Schooling and Child Protection from Children’s Perspectives.
Wednesday, 9 July 2025: 09:15
Location: FSE006 (Faculty of Education Sciences (FSE))
Oral Presentation
While all children learn through experience, in a range of interconnected and influential contexts, like school, home and community, there is a staunch assumption that school is a strong protective factor for children’s well-being. However, it is important to understand how children who have experienced trauma experience well-being in educational settings. Research on children’s experiences of school when they are unsafe in other contexts is limited. There is evidence that children who are unsafe at home, underachieve academically as students.

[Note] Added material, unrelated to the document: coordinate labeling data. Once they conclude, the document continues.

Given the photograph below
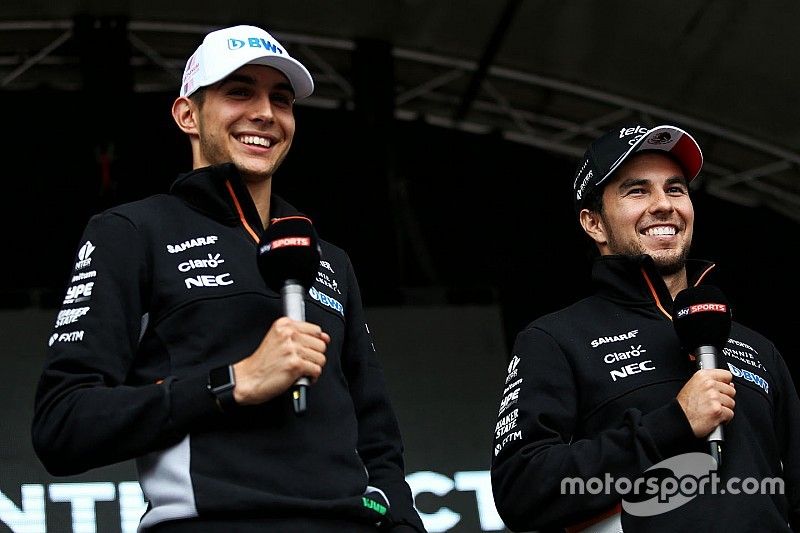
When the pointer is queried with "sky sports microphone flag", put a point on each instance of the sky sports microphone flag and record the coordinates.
(288, 259)
(702, 320)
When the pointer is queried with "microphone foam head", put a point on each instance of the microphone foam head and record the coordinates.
(289, 250)
(702, 317)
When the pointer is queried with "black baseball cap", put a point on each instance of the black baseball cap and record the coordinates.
(608, 152)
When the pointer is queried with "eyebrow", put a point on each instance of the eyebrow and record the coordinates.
(250, 80)
(633, 182)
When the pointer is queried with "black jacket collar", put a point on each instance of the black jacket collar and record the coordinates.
(206, 191)
(636, 281)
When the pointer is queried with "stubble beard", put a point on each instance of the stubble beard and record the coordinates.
(667, 262)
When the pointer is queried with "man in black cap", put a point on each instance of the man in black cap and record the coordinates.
(604, 416)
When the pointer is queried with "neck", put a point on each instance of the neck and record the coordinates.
(676, 282)
(260, 191)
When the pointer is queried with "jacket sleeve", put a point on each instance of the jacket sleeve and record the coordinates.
(787, 428)
(379, 442)
(85, 414)
(535, 450)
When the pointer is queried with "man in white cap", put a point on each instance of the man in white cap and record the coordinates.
(606, 424)
(171, 349)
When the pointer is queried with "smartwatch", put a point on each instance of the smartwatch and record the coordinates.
(221, 382)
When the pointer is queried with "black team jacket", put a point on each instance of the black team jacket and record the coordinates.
(166, 288)
(591, 395)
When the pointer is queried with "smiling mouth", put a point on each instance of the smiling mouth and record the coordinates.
(660, 231)
(254, 140)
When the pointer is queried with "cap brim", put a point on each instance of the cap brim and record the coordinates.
(677, 142)
(298, 75)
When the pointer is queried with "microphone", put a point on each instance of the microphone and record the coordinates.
(702, 320)
(288, 259)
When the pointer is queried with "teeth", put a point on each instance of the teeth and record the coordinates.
(252, 139)
(660, 230)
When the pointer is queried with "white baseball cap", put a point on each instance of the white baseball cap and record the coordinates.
(223, 51)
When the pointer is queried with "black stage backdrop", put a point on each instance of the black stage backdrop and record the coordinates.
(444, 365)
(435, 221)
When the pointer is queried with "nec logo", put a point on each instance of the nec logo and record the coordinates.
(253, 42)
(631, 369)
(209, 281)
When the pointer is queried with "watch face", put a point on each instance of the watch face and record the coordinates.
(221, 378)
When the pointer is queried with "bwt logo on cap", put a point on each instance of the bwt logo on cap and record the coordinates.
(254, 42)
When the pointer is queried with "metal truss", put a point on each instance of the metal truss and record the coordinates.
(547, 113)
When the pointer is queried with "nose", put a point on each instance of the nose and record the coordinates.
(661, 202)
(262, 110)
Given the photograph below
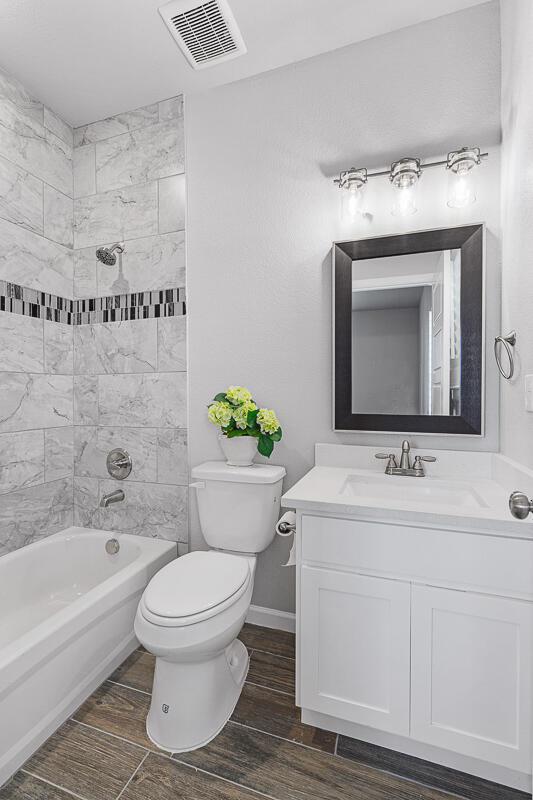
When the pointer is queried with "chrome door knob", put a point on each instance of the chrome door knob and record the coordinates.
(520, 505)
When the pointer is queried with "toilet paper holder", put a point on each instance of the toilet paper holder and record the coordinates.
(286, 527)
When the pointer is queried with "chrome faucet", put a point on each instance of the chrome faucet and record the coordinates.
(415, 470)
(112, 497)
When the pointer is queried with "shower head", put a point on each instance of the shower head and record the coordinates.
(107, 254)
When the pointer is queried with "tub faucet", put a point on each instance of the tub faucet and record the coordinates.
(112, 497)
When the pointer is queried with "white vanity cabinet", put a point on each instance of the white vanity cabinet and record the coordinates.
(418, 639)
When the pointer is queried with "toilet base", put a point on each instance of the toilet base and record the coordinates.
(192, 701)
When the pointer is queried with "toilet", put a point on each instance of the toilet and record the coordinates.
(192, 611)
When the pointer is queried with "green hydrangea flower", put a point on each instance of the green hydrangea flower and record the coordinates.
(240, 414)
(238, 395)
(267, 420)
(220, 414)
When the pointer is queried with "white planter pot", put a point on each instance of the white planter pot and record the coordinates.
(239, 451)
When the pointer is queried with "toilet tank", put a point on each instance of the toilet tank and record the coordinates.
(238, 506)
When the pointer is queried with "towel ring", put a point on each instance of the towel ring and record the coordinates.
(508, 342)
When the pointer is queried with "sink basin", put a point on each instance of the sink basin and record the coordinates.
(409, 490)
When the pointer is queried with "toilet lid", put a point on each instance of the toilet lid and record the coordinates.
(195, 583)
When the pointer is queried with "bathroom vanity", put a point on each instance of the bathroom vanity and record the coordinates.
(415, 608)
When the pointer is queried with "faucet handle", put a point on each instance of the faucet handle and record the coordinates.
(391, 459)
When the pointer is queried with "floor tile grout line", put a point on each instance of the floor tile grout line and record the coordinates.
(275, 655)
(277, 736)
(51, 783)
(226, 780)
(127, 686)
(133, 774)
(270, 688)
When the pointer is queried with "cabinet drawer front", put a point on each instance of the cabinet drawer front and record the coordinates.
(354, 639)
(471, 675)
(481, 563)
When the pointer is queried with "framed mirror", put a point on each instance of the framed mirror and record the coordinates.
(408, 332)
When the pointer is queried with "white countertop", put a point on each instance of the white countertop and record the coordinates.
(466, 491)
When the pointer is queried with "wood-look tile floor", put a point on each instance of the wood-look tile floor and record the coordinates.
(103, 753)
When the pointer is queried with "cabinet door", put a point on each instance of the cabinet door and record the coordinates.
(471, 674)
(354, 648)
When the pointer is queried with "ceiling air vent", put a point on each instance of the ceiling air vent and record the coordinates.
(206, 32)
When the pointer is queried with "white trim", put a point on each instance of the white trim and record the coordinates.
(272, 618)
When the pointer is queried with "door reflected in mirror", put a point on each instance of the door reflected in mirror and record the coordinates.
(406, 334)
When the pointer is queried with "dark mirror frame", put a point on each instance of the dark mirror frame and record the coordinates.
(470, 240)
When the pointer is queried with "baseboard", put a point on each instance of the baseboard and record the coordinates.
(272, 618)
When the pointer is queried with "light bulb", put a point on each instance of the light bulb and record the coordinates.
(461, 188)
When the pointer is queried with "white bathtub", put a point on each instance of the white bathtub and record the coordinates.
(66, 622)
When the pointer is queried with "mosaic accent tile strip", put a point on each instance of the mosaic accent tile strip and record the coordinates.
(115, 308)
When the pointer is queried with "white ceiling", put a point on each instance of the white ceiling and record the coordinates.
(89, 60)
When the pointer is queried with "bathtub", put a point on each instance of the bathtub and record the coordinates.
(66, 622)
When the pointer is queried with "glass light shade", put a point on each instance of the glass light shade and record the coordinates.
(353, 202)
(461, 180)
(461, 189)
(352, 184)
(404, 177)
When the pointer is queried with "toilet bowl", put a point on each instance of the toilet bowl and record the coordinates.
(192, 611)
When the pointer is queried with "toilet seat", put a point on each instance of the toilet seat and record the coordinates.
(194, 588)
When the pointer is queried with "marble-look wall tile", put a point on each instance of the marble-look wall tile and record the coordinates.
(58, 216)
(171, 108)
(114, 126)
(58, 453)
(116, 215)
(21, 343)
(86, 502)
(141, 156)
(31, 260)
(16, 93)
(58, 126)
(116, 347)
(21, 197)
(172, 203)
(58, 348)
(172, 456)
(151, 263)
(21, 460)
(172, 344)
(84, 166)
(85, 273)
(85, 400)
(148, 509)
(33, 513)
(31, 146)
(158, 400)
(34, 401)
(92, 445)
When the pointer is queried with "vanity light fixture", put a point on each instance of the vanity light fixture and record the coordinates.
(460, 166)
(353, 181)
(404, 175)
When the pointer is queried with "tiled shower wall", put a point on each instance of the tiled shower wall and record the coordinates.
(36, 356)
(130, 376)
(71, 392)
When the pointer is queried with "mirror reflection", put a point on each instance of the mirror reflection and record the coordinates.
(406, 334)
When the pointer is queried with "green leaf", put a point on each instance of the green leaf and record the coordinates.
(231, 434)
(276, 436)
(265, 445)
(252, 418)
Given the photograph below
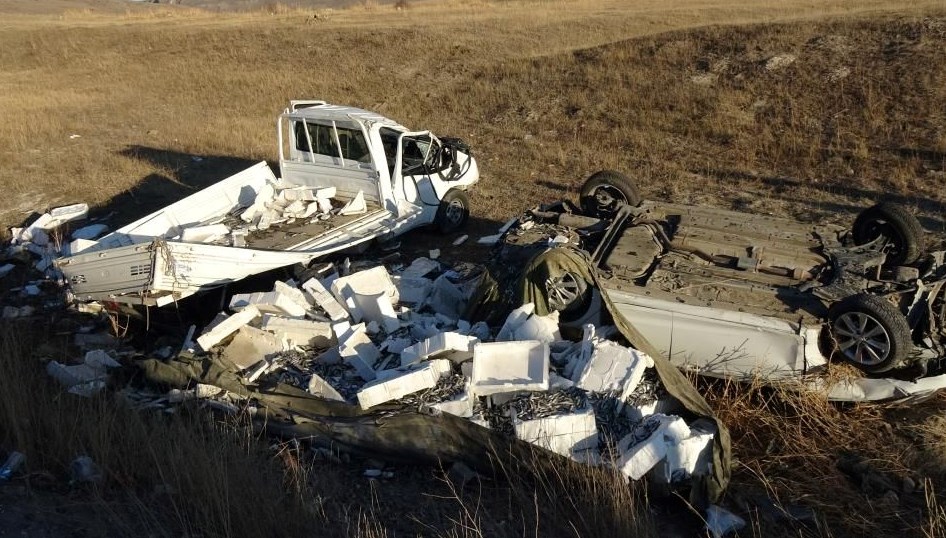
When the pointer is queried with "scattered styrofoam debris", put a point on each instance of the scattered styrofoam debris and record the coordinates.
(423, 377)
(644, 447)
(91, 231)
(454, 346)
(317, 334)
(227, 327)
(504, 367)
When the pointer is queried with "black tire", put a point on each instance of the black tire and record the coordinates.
(895, 223)
(453, 212)
(869, 332)
(604, 192)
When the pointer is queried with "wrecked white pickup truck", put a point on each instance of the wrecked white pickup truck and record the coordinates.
(347, 176)
(737, 295)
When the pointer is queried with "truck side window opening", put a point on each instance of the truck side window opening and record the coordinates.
(354, 145)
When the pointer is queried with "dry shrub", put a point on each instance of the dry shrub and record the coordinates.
(800, 449)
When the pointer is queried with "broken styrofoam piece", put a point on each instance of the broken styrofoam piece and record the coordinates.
(301, 332)
(251, 345)
(504, 367)
(563, 434)
(99, 358)
(359, 352)
(77, 374)
(294, 293)
(90, 232)
(376, 309)
(612, 368)
(227, 327)
(355, 206)
(325, 300)
(412, 290)
(369, 282)
(544, 328)
(690, 456)
(320, 387)
(449, 345)
(415, 380)
(644, 447)
(265, 195)
(272, 302)
(460, 405)
(78, 245)
(721, 522)
(515, 318)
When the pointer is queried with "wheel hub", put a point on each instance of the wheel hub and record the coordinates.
(862, 338)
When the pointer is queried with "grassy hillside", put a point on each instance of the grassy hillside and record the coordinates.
(811, 110)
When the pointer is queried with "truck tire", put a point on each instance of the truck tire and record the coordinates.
(453, 212)
(869, 332)
(604, 192)
(897, 225)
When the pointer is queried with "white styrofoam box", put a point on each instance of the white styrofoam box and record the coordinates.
(320, 387)
(226, 327)
(300, 331)
(421, 378)
(502, 367)
(562, 434)
(251, 345)
(90, 232)
(612, 367)
(325, 300)
(355, 206)
(270, 302)
(412, 290)
(515, 318)
(446, 298)
(691, 455)
(293, 293)
(460, 405)
(420, 267)
(368, 282)
(456, 346)
(204, 234)
(377, 308)
(637, 460)
(359, 352)
(544, 328)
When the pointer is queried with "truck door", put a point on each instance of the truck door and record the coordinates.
(416, 152)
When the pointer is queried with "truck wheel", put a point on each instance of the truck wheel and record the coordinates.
(453, 212)
(896, 225)
(870, 333)
(604, 192)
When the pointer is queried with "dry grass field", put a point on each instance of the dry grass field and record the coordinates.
(800, 108)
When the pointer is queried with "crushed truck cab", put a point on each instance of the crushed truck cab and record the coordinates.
(347, 176)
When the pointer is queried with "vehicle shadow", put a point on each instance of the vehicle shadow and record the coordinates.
(188, 174)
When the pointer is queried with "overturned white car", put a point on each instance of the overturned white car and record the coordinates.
(738, 295)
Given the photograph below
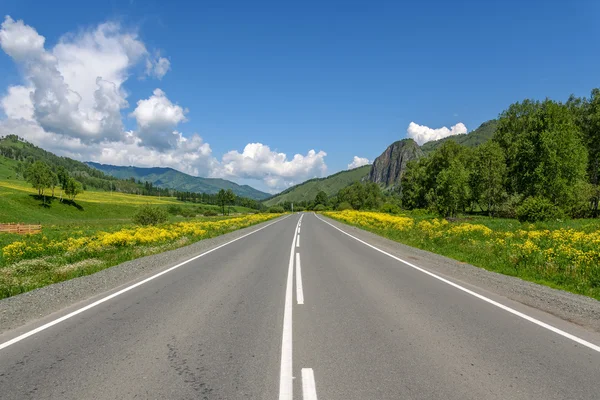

However, a deeper consideration is needed on how safety at school is constructed and might exacerbate or support the well-being of children who are exposed to violence, neglect and/or living in out-of-home care. This paper presents a theoretical discussion of how children construct safety at school, and other socio-political imperatives that drive social constructions of safety at school. It compares the dominant approaches of education as means to future well-being with an appreciation of academic achievement as an end goal resulting from well-being. It challenges the idea that school is always constructed as a positive learning environment and safe haven providing comfort and stimulation from violence in the home, through physical environment and relationships. It presents the experiences of traumatised children who describe school as a multifaceted and inherently risky institution. An institution where children’s agency is needed to navigate safety with peers, safety with adults, and safety in physical spaces that can replicate unsafe experiences in other contexts of their lives. The implications of this analysis indicate that children’s constructs of school-related safety, are essential. They need to be prioritised in educational policy to access the untapped potential for learning contexts to counter the impacts of violence on children. Furthermore, they invite a more integrated and dynamic discourse of schooling and children’s well-being.